= C Sharp 2.0 =

Version of the C# programming language

The computer programming language, C#, introduces several new features in version 2.0 (corresponding to the 3rd edition of the ECMA-334 standard and the .NET Framework 2.0). These include:

== C# 2.0 Features ==

=== Partial class ===
Partial classes allow implementation of a class to be spread between several files, with each file containing one or more class members. It is useful primarily when parts of a class are generated automatically. For example, the feature is heavily used by code-generating user interface designers in Visual Studio.

file1.cs:

public partial class MyClass
{
    public void MyMethod1()
    {
        // Manually written code
    }
}

file2.cs:

public partial class MyClass
{
    public void MyMethod2()
    {
        // Automatically generated code
    }
}

=== Generics ===
Generics, or parameterized types, or parametric polymorphism is a .NET 2.0 feature supported by C# and Visual Basic. Unlike C++ templates, .NET parameterized types are instantiated at runtime rather than by the compiler; hence they can be cross-language whereas C++ templates cannot. They support some features not supported directly by C++ templates such as type constraints on generic parameters by use of interfaces. On the other hand, C# does not support non-type generic parameters. Unlike generics in Java, .NET generics use reification to make parameterized types first-class objects in the CLI Virtual Machine, which allows for optimizations and preservation of the type information.

=== Static classes ===
Static classes are classes that cannot be instantiated or inherited from, and that only allow static members. Their purpose is similar to that of modules in many procedural languages.

=== Generator functionality ===
The .NET 2.0 Framework allowed C# to introduce an iterator that provides generator functionality, using a yield return construct similar to yield in Python. With a yield return, the function automatically keeps its state during the iteration.

// Method that takes an iterable input (possibly an array)
// and returns all even numbers.
public static IEnumerable<int> GetEven(IEnumerable<int> numbers)
{
    foreach (int i in numbers)
    {
        if (i % 2 == 0)
            yield return i;
    }
}

There is also a yield break statement, in which control is unconditionally returned to the caller of the iterator. There is an implicit yield break at the end of each generator method.

=== Anonymous delegates ===
As a precursor to the lambda functions introduced in C# 3.0, C#2.0 added anonymous delegates. These provide closure-like functionality to C#. Code inside the body of an anonymous delegate has full read/write access to local variables, method parameters, and class members in scope of the delegate, excepting out and ref parameters. For example:-

int SumOfArrayElements(int[] array)
{
    int sum = 0;
    Array.ForEach(array,
        delegate(int x)
        {
            sum += x;
        }
    );
    return sum;
}

Unlike some closure implementations, each anonymous delegate instance has access to the same relative memory location for each bound variable, rather than to the actual values at each creation. See a fuller discussion of this distinction.
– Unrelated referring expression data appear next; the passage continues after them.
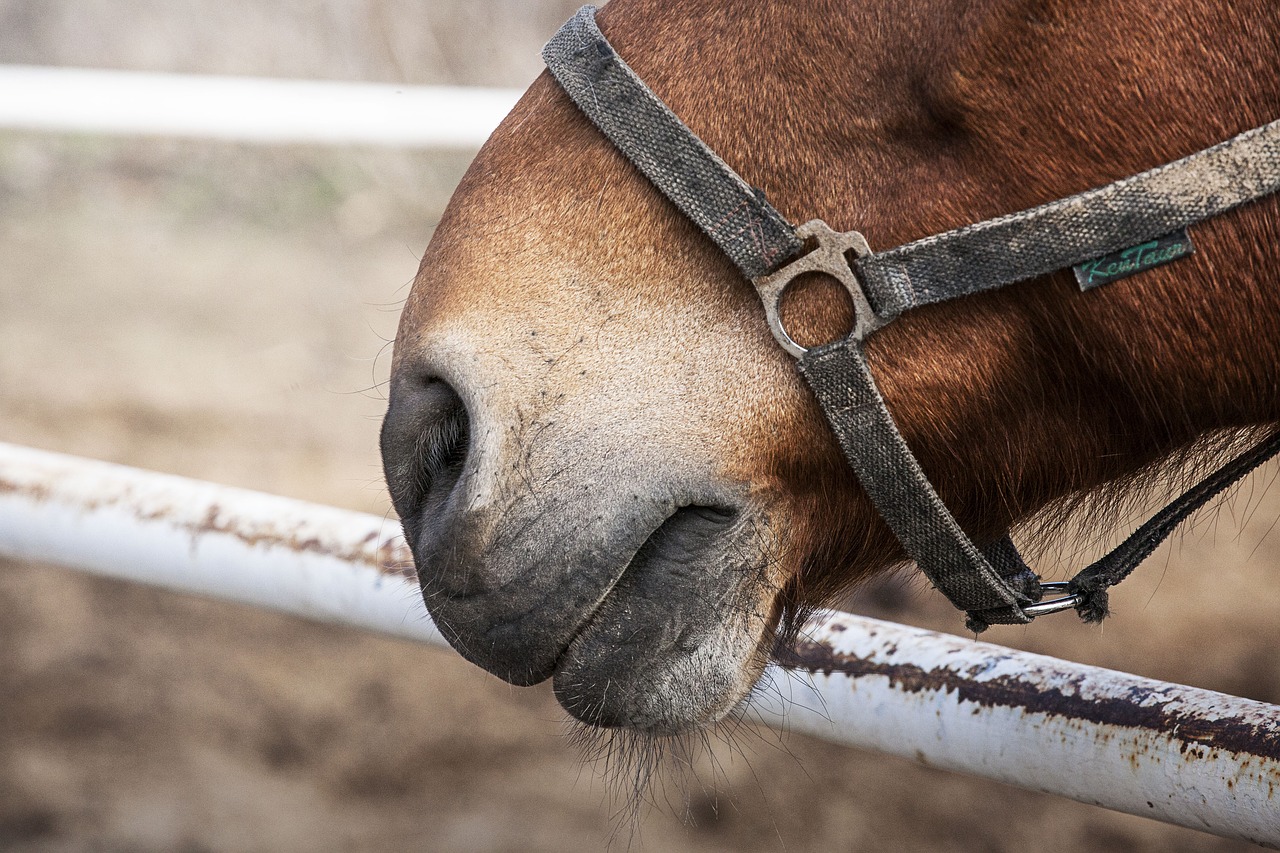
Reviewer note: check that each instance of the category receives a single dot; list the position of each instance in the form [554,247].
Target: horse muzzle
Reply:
[641,587]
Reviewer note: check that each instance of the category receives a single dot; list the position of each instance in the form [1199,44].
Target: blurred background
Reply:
[224,311]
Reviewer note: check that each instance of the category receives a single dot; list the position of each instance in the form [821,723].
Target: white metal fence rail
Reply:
[1180,755]
[248,108]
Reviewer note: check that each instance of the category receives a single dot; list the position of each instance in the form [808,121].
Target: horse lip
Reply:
[635,642]
[589,619]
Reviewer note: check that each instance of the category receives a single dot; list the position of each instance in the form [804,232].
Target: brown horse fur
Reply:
[558,273]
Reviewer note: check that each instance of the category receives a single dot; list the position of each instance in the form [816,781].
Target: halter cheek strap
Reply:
[992,584]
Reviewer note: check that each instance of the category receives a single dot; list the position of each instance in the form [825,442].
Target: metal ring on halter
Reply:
[830,258]
[1055,605]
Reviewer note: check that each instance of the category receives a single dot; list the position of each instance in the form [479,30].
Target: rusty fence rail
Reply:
[1175,753]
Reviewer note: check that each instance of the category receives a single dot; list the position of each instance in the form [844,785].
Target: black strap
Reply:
[992,584]
[904,496]
[732,213]
[1077,229]
[1093,582]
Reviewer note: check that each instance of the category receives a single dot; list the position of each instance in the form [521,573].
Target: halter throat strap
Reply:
[991,583]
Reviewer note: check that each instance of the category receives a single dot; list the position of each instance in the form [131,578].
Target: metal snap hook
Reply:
[1055,605]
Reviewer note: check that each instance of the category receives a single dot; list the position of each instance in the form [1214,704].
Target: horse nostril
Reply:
[424,443]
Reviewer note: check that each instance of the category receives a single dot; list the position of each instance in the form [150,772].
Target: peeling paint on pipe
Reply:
[1175,753]
[304,559]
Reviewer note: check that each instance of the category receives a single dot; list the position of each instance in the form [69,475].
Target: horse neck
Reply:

=== Delegate covariance and contravariance ===
Conversions from method groups to delegate types are covariant and contravariant in return and parameter types, respectively.
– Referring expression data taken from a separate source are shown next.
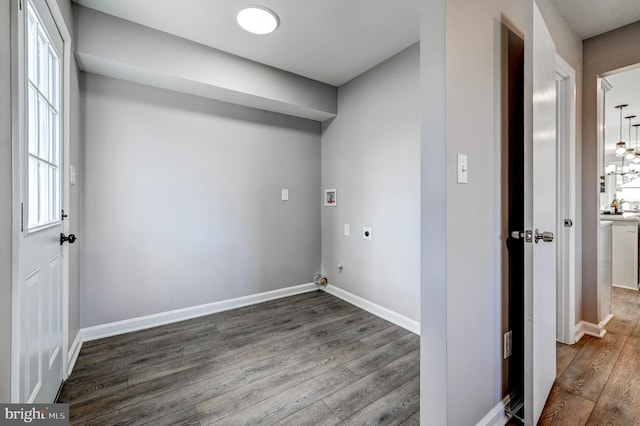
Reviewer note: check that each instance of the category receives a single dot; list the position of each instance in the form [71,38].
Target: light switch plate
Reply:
[367,233]
[463,169]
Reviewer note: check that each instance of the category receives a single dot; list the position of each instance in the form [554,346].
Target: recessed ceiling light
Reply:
[258,20]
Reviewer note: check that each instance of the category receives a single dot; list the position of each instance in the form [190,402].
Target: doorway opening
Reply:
[566,201]
[513,223]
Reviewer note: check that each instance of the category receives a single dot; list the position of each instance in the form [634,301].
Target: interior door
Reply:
[38,332]
[540,213]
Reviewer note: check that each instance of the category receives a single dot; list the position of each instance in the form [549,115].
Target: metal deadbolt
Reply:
[71,238]
[547,236]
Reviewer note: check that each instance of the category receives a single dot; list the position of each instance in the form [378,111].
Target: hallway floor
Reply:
[598,380]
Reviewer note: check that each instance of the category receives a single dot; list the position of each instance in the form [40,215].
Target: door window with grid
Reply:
[43,125]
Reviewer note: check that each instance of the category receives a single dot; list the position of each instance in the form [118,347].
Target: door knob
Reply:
[517,235]
[71,238]
[547,236]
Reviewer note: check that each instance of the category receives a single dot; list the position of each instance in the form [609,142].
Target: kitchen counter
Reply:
[628,217]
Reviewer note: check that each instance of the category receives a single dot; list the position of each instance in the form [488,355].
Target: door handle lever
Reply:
[546,236]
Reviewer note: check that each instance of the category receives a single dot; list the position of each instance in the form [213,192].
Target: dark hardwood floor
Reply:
[598,380]
[310,359]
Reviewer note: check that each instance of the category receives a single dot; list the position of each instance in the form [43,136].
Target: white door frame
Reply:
[17,124]
[566,171]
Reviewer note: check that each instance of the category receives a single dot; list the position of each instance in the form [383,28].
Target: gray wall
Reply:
[602,54]
[182,201]
[461,239]
[76,201]
[370,154]
[461,286]
[5,201]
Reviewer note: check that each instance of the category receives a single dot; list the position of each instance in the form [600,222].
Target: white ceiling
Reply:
[589,18]
[625,90]
[331,41]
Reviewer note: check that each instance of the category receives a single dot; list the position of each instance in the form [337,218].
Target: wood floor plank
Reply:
[413,420]
[620,400]
[230,372]
[391,409]
[565,408]
[260,364]
[316,414]
[247,396]
[611,364]
[565,354]
[621,325]
[589,372]
[373,386]
[284,404]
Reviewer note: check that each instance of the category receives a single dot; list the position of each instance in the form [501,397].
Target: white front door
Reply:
[540,213]
[38,319]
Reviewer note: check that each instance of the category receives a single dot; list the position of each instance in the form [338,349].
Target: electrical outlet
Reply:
[508,345]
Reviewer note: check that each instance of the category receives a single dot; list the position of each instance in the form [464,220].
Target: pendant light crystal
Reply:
[621,147]
[636,158]
[630,153]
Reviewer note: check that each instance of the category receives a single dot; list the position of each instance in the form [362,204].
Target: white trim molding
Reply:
[591,329]
[74,351]
[497,415]
[162,318]
[384,313]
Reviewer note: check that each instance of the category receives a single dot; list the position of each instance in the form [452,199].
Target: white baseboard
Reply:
[591,329]
[74,351]
[626,288]
[384,313]
[149,321]
[496,416]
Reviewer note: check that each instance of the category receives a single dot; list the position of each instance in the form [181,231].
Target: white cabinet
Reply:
[624,254]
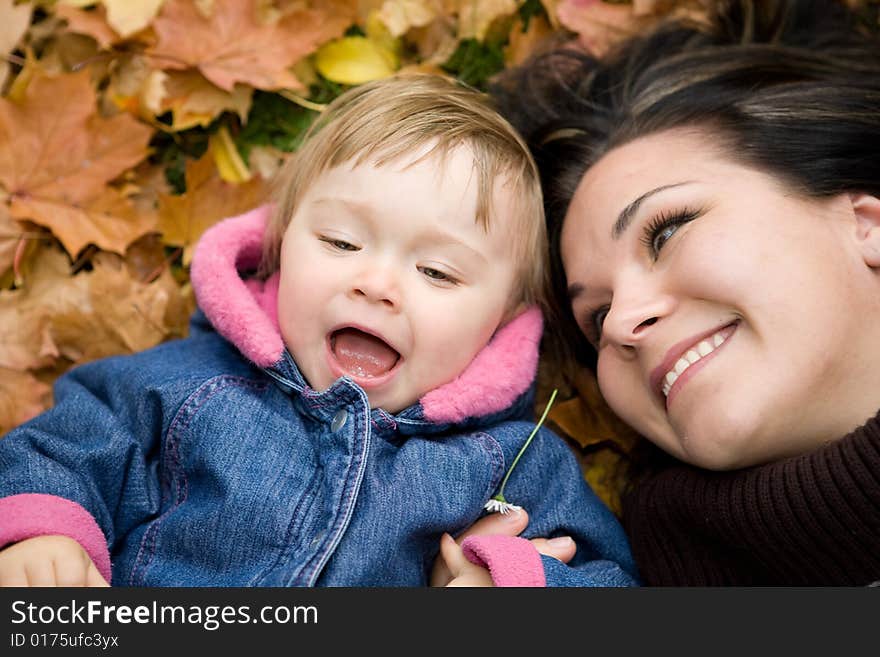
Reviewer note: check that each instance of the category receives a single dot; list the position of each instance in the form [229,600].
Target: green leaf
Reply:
[274,121]
[474,63]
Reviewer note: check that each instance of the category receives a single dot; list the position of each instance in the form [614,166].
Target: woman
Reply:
[713,198]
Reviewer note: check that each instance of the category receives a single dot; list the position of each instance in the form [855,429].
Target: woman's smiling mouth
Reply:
[684,359]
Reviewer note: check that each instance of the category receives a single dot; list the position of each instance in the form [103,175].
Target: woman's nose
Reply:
[631,317]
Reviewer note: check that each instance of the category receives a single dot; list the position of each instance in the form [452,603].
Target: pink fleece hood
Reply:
[245,312]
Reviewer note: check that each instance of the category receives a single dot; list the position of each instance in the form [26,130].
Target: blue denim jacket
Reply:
[202,467]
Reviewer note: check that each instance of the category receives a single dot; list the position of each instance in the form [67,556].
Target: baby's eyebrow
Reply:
[442,238]
[624,219]
[354,206]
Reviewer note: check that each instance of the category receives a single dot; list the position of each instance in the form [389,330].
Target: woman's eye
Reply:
[342,245]
[437,275]
[661,228]
[662,236]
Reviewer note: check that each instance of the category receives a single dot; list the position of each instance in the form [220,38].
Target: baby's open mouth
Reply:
[362,354]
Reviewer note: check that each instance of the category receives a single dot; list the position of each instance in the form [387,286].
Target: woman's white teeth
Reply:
[705,348]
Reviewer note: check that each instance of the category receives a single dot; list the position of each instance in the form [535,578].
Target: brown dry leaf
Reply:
[523,45]
[87,316]
[10,235]
[25,340]
[56,165]
[146,259]
[91,23]
[193,100]
[111,221]
[400,16]
[14,21]
[135,87]
[233,46]
[70,52]
[587,419]
[598,24]
[607,472]
[208,199]
[22,396]
[436,42]
[135,319]
[130,16]
[475,16]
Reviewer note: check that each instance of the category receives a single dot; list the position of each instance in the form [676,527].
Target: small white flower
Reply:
[495,505]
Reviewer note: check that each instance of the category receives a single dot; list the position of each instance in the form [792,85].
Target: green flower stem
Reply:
[500,495]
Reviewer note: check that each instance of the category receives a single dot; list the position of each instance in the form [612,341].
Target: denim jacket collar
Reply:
[497,384]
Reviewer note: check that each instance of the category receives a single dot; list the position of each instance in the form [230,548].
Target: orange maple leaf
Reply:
[208,199]
[91,23]
[22,396]
[232,45]
[55,165]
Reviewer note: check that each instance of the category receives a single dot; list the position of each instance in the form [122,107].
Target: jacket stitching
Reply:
[177,480]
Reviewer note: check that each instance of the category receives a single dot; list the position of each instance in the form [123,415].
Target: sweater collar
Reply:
[245,312]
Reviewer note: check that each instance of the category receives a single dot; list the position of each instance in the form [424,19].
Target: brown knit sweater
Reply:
[809,520]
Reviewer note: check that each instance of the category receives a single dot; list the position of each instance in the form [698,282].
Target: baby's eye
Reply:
[342,245]
[437,275]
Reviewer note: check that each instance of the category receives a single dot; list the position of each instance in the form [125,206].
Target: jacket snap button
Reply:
[339,420]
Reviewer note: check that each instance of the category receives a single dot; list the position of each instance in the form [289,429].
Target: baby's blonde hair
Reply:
[386,119]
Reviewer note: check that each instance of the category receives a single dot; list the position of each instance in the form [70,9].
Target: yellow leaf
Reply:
[229,163]
[130,16]
[208,199]
[355,60]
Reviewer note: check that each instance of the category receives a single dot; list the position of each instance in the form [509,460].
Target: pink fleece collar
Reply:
[245,312]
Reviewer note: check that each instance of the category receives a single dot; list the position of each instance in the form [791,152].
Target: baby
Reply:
[357,382]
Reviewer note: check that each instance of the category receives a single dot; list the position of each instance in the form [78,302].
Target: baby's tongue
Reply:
[362,354]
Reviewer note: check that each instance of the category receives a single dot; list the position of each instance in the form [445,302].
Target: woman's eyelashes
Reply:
[657,232]
[338,244]
[662,226]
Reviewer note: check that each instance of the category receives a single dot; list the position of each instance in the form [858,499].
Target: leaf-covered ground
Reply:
[128,127]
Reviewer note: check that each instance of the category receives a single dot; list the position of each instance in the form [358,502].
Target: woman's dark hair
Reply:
[788,87]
=== The accessibility of property accessors can be set independently ===
Example:

string status = string.Empty;

public string Status
{
    get { return status; } // anyone can get value of this property,
    protected set { status = value; } // but only derived classes can change it
}

=== Nullable value types ===
Nullable value types (denoted by a question mark, e.g. int? i = null;) which add null to the set of allowed values for any value type. This provides improved interaction with SQL databases, which can have nullable columns of types corresponding to C# primitive types: an SQL INTEGER NULL column type directly translates to the C# int?.
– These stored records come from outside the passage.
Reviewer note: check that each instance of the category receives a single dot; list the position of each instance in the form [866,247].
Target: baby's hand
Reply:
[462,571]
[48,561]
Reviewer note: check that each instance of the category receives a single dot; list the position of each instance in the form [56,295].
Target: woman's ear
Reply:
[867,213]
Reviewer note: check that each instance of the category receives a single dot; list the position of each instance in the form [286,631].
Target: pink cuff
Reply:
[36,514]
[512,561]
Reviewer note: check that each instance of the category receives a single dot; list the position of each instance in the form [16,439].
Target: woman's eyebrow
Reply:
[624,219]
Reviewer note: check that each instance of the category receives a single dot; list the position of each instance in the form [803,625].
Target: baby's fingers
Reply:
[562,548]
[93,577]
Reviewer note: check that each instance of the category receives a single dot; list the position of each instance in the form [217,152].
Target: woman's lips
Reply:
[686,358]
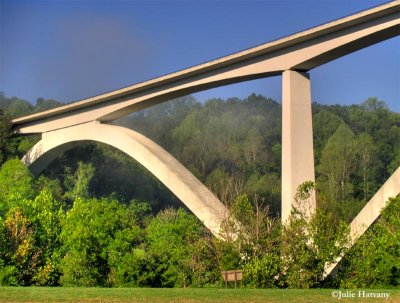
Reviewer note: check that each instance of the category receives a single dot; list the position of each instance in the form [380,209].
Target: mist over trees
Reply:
[95,217]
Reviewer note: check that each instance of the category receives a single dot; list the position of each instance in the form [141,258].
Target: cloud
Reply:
[94,54]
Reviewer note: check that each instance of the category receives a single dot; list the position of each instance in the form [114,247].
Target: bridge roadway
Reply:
[292,57]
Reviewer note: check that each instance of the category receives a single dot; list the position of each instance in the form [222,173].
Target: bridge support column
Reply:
[297,140]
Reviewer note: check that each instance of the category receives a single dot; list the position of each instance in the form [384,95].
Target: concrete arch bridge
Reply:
[292,57]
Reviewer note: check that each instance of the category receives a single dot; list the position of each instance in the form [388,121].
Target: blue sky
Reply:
[71,50]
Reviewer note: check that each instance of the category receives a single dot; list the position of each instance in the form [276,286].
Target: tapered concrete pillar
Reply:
[297,140]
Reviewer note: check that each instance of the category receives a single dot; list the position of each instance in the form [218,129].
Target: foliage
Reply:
[97,218]
[94,234]
[374,261]
[310,243]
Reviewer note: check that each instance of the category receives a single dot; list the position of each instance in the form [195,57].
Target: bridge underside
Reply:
[154,158]
[291,56]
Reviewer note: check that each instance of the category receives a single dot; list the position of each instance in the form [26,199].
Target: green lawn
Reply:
[191,295]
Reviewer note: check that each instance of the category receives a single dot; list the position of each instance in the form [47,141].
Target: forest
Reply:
[95,217]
Nullable value types received an improvement at the end of August 2005, shortly before the official launch, to improve their boxing characteristics: a nullable variable which is assigned null is not actually a null reference, but rather an instance of struct Nullable<T> with property HasValue equal to false. When boxed, the Nullable instance itself is boxed, and not the value stored in it, so the resulting reference would always be non-null, even for null values. The following code illustrates the corrected flaw:

int? i = null;
object o = i;
if (o == null)
    System.Console.WriteLine("Correct behaviour - runtime version from September 2005 or later");
else
    System.Console.WriteLine("Incorrect behaviour - pre-release runtime (from before September 2005)");

When copied into objects, the official release boxes values from Nullable instances, so null values and null references are considered equal. The late nature of this fix caused some controversy
, since it required core-CLR changes affecting not only .NET2, but all dependent technologies (including C#, VB, SQL Server 2005 and Visual Studio 2005).

=== Null-coalescing operator ===
The ?? operator is called the null coalescing operator and is used to define a default value for nullable value types as well as reference types. It returns the left-hand operand if it is not null; otherwise it returns the right operand.

object nullObj = null;
object obj = new Object();
return nullObj ?? obj; // returns obj

The primary use of this operator is to assign a nullable type to a non-nullable type with an easy syntax:

int? i = null;
int j = i ?? 0; // If i is not null, initialize j to i. Else (if i is null), initialize j to 0.